Curbing legal immigration hurts the economy
During the 2016 Presidential campaign, then-candidate Trump frequently repeated a promise to achieve four percent GDP growth. This is an ambitious goal, so one would expect the Trump administration to increase its odds of success by implementing economic policies universally designed to stoke GDP. While many of the president’s stances on the regulatory regime facing business can be seen as promoting economic gains, his stance on legal immigration could both inhibit short-term growth and jeopardize America’s status as an innovation hub in the long term.
A recent PricewaterhouseCoopers study found that 77 percent of CEOs say their growth is threatened by a lack of availability of key skills. That response aligns with other research, including an Adecco prediction that we will be short 2.4 million STEM workers by next year and a WSJ finding that employers are spending more time training workers than they were a year ago.
{mosads}With talent gaps this significant, the obvious solution is to tap into existing pools of trained, skilled workers, in other words, to bring foreign workers to U.S. companies. Indeed, foreign workers already hold one in five STEM jobs in the United States.
But Trump administration policies seek to limit legal immigration from several countries and make it more difficult to secure H-1B visas (those for high-skilled employees) across the board. These actions have already proven detrimental: 21 percent of U.S. companies are relocating work overseas because of difficult immigration laws at home. If the goal is to grow the economy, why make it harder for American companies to secure labor?
The benefits of facilitating immigration, however, go beyond filling roles at existing U.S. companies. Throughout our nation’s history, immigrants have been a powerful economic force in part because of the businesses they establish. Today, immigrant-founded companies account for 18 percent of those in the Fortune 500; these businesses alone generate $1.7 trillion in annual revenue and employment for more than 3.6 million people worldwide. In the United States overall, one in 10 workers is employed by an immigrant-owned business.
The importance of embracing foreign-born innovators grows even clearer when we consider the sector most lauded in the present-day economy: technology. Fifty two percent of companies founded in Silicon Valley between 1995 and 2005 were founded by immigrants. These companies include household names like Google, PayPal, Yahoo, and eBay. Imagining the U.S. economy — not to mention everyday life — in 2017 without these companies is difficult; they have transformed the way we live, work, and think.

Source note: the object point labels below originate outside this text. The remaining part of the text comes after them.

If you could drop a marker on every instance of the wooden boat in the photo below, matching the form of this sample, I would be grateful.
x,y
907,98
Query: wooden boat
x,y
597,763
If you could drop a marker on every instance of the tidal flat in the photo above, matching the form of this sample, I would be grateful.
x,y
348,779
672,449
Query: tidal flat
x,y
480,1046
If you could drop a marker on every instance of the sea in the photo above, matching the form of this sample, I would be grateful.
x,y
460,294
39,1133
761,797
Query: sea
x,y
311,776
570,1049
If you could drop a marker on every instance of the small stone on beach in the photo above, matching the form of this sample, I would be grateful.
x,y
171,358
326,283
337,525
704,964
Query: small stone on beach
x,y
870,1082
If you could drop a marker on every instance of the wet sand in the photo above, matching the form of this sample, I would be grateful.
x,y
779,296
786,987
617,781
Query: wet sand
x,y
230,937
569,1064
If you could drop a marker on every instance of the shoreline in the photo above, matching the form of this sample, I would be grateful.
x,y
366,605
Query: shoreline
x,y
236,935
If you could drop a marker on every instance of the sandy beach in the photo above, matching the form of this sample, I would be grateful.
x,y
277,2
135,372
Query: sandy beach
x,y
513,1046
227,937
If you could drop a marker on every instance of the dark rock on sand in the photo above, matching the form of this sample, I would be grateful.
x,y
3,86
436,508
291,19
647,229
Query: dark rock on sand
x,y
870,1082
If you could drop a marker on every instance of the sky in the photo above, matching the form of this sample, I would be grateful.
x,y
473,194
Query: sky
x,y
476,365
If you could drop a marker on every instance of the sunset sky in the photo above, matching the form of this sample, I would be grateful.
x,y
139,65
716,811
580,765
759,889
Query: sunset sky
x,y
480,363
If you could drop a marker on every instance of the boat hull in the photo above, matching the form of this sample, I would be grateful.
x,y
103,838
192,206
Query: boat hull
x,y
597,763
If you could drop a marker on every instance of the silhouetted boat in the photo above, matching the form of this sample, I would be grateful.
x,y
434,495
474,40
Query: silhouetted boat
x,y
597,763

This lesson hasn’t been lost on Canada, Mexico, or China, all of which have recognized in Trump’s policies an opportunity to recruit tech innovators and workers who might no longer be welcome in the United States. Assuming current immigration policies hold steady, this could have a tremendously negative impact on U.S. competitiveness. At present, 36 percent of graduate degrees in STEM fields go to foreign nationals. Today, one of the only options for these graduates to stay in the country is by securing an H-1B visa. As those visas become harder to get, foreign-born students have little choice but to go elsewhere to work and innovate. When the world’s best and brightest are already willing to travel internationally to study and work, it is not difficult to imagine a scenario in which they travel, work, and found transformative companies in places other than the United States.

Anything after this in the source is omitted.